México eleva vuelo con drones: inversión millonaria y adopción récord empresarial
El país consolida su liderazgo en adopción tecnológica con drones que ya se usan en sectores como agricultura, energía, construcción y seguridad. Se proyecta un crecimiento de casi 36% en los próximos años.
La industria de drones en México está viviendo un crecimiento sin precedentes. De acuerdo con la consultora Claight Corporation, el mercado nacional de vehículos aéreos no tripulados (UAV) alcanzará los 848,130 millones de dólares, lo que representa un crecimiento del 35.9% respecto a los últimos reportes registrados.
Este auge responde a la adopción tecnológica en sectores estratégicos como agricultura, energía, construcción, logística y seguridad, además de nuevas aplicaciones en telecomunicaciones, marketing y minería.
Un mercado que pasó del hobby a la productividad empresarial
Hasta hace algunos años, los drones eran considerados herramientas recreativas. Hoy son parte esencial de la transformación tecnológica mexicana, impulsados por la automatización, la reducción de costos operativos y la mejora en tiempos de ejecución. Según datos oficiales de la Agencia Federal de Aviación Civil (AFAC), los registros de drones crecieron más de 2,000% entre 2016 y 2019, evidenciando una adopción exponencial en empresas y gobiernos estatales.

¿Qué impulsa este crecimiento en México?
El mercado está dominado por drones de categoría profesional y empresarial, equipados con cámaras 4K, sensores térmicos, tecnología LiDAR, GPS de precisión, autonomía programada e integración con sistemas de inteligencia artificial (IA). Esto permite realizar análisis en tiempo real, optimizar recursos, acelerar procesos y mejorar la toma de decisiones estratégicas.
A esto se suma la industrialización de aplicaciones aéreas como:
- Monitoreo operativo
- Topografía y cartografía aérea
- Gestión de infraestructura
- Seguridad perimetral
- Tareas de rescate y protección civil
- Agricultura: el motor del crecimiento
El campo mexicano es una de las industrias que más adopta drones. La agricultura de precisión ya aporta cerca del 35% del crecimiento total del mercado, según Claight Corporation.

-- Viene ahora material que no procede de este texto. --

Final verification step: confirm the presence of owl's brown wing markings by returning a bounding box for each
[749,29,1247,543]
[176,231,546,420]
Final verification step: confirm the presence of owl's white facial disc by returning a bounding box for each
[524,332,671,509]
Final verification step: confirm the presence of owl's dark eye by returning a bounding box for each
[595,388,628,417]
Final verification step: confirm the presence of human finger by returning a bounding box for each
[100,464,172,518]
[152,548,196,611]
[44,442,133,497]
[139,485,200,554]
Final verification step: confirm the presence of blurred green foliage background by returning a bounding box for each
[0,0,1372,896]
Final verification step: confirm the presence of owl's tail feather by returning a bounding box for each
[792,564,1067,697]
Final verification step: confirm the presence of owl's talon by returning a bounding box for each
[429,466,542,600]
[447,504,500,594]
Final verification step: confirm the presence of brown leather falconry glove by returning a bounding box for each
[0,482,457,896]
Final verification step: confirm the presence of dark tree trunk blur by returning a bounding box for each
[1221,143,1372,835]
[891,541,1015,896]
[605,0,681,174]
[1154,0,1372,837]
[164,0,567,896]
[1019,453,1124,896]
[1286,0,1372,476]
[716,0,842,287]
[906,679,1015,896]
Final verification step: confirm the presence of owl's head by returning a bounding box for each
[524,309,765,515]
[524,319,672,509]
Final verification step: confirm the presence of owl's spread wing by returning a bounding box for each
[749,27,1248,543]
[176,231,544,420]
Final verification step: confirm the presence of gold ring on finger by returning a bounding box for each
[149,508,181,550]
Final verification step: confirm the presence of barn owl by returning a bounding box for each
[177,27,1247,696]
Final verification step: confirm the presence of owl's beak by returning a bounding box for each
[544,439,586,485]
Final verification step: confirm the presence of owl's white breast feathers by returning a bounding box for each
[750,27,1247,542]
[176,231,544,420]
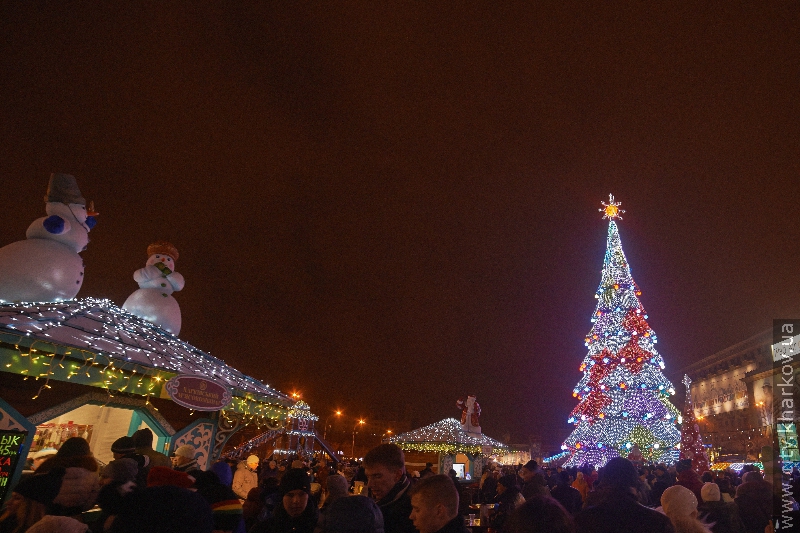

Conocidos como agrodrones, estas aeronaves permiten fumigar cultivos, calcular niveles de humedad del suelo, detectar plagas, mapear terrenos y optimizar el uso de fertilizantes.

Su uso ya es habitual en cultivos de agave en Jalisco, maíz en Sinaloa, frutos rojos en Michoacán, caña de azúcar en Veracruz y aguacate en el Bajío.
Energía, telecomunicaciones y construcción: eficiencia desde el aire
Los sectores de energía y telecomunicaciones también adoptaron drones para inspección de torres eléctricas, líneas de alta tensión, ductos industriales, plantas solares y antenas de telecomunicación.
Empresas privadas los usan para reducir accidentes de altura, mientras que firmas constructoras como IDEAL, Cemex y Grupo Carso los implementan para supervisión de obras, levantamientos topográficos y control de avance en megainfraestructuras.
Seguridad nacional: drones contra el crimen organizado
El sector de seguridad pública ha incorporado drones para videovigilancia, operaciones tácticas y monitoreo en zonas de difícil acceso. La Guardia Nacional confirmó la adquisición de drones aéreos y acuáticos, y varias policías municipales utilizan unidades FPV para patrullaje preventivo.
Sin embargo, este avance enfrenta un reto: el crimen organizado también usa drones para vigilancia y transporte de explosivos caseros, lo que obliga a fortalecer la regulación y ciberseguridad.

Capacitaciones en deuda: escasean operadores certificados
Existe un déficit de pilotos certificados para operar profesionalmente. La AFAC exige licencias RPAS bajo la norma NOM-107-SCT3-2019, pero solo un porcentaje reducido de operadores cumplen los requisitos técnicos y de seguridad aérea.